What I’m trying to do is outline a different theory. In essence, it’s a direct marketer’s way of looking at the traffic you get. If you can get some of the balls to go where you want, it’s OK if the rest drain away.

As the balls work their way down through the machine that you call your site, you can choose to place additional pages between them and the desired goal. Of course, the more pages you place, the more likely it is that the ball won’t do what you want and will drain, leaving you with nothing.

The challenge is to create a series of enticing offers, impenetrable boundaries and thoughtful and logical steps that keep people with you from the moment they arrive until they reach the destination you’ve set out for them.

What’s so cool about this analysis is that you soon realize that balls toward the bottom of the machine (near your goal) are worth far, far more to you than fresh balls just in on the top. You quickly find that it’s OK to waste many balls at the topmost level, but only if that sorting action leads to greater profit at the bottom.

The goal is to have a site where X percent of the balls you put in the top end up doing what you want. If you can figure out what X needs to be to make a profit, and you can determine how to accomplish that goal, you’ve built a perpetual motion machine of money.

If this sounds like direct marketing, that’s because it is direct marketing. The Web is a giant direct marketing machine, and the best tactic is to use direct marketing thinking to create a site where your margin per relationship is greater than the cost of that relationship.

Now that you’ve got a site where balls generate more revenue than they cost to buy, buy more balls. It’s not rocket science. It’s simple, so simple that all those sites that lost $5 or $10 or $300 for each person they brought in ignored it. They weren’t playing pachinko. They were gambling, and they lost.

Here’s what we know:

• People don’t visit many Web pages considering how many there are.

• When they do visit a page, they decide whether they’re going to stay in less than three seconds. If they don’t know what to do, they hit the back button.

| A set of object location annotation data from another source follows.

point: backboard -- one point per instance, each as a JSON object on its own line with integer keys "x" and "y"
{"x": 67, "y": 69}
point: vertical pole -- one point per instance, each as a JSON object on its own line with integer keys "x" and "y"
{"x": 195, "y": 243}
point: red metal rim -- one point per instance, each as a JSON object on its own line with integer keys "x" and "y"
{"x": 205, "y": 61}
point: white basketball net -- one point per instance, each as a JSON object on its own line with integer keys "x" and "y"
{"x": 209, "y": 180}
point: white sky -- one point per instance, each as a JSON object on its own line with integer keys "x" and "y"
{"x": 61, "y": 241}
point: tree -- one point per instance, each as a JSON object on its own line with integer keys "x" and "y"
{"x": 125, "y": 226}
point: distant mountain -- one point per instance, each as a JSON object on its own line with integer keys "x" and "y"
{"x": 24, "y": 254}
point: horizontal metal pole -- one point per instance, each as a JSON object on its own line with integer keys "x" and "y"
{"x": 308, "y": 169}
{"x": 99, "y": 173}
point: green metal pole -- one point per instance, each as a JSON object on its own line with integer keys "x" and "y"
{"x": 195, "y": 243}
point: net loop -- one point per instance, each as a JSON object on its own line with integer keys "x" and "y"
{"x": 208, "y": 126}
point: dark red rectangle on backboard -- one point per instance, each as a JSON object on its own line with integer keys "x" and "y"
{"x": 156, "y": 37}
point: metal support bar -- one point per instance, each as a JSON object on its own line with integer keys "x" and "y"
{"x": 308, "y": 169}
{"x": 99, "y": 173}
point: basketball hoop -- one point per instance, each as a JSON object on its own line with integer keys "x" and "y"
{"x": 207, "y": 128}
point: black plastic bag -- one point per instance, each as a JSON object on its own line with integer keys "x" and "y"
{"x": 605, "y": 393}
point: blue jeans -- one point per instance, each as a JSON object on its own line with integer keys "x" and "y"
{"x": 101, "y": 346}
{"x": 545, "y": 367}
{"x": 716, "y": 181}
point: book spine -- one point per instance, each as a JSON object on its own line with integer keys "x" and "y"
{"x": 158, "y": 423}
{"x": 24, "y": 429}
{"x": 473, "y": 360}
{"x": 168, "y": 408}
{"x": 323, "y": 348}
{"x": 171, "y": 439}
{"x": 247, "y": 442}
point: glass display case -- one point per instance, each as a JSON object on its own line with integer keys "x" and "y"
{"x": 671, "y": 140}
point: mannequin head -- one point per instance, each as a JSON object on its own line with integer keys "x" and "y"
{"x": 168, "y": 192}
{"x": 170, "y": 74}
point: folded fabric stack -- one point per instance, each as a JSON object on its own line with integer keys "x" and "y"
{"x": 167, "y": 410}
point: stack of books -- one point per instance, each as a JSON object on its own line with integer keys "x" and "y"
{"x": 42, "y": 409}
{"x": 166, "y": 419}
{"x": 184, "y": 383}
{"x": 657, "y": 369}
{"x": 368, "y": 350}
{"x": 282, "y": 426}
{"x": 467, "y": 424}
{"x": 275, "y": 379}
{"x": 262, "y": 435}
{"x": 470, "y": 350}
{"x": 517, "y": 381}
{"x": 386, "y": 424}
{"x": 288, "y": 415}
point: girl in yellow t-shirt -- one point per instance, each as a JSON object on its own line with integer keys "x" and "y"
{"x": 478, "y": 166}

• The vast majority of people who visit your Web site aren’t going to figure out what to do in three seconds.

• If you show them in an obvious way, maybe they’ll figure it out.

• Hence the banana. Design each and every page with one and only one primary objective. That’s the banana. Make it big. Make it blue (or red). Make it obvious.

• Fight the urge to be all things. Pick one thing. No, your pick won’t make everyone happy. So what.

• If you don’t pick, they won’t either.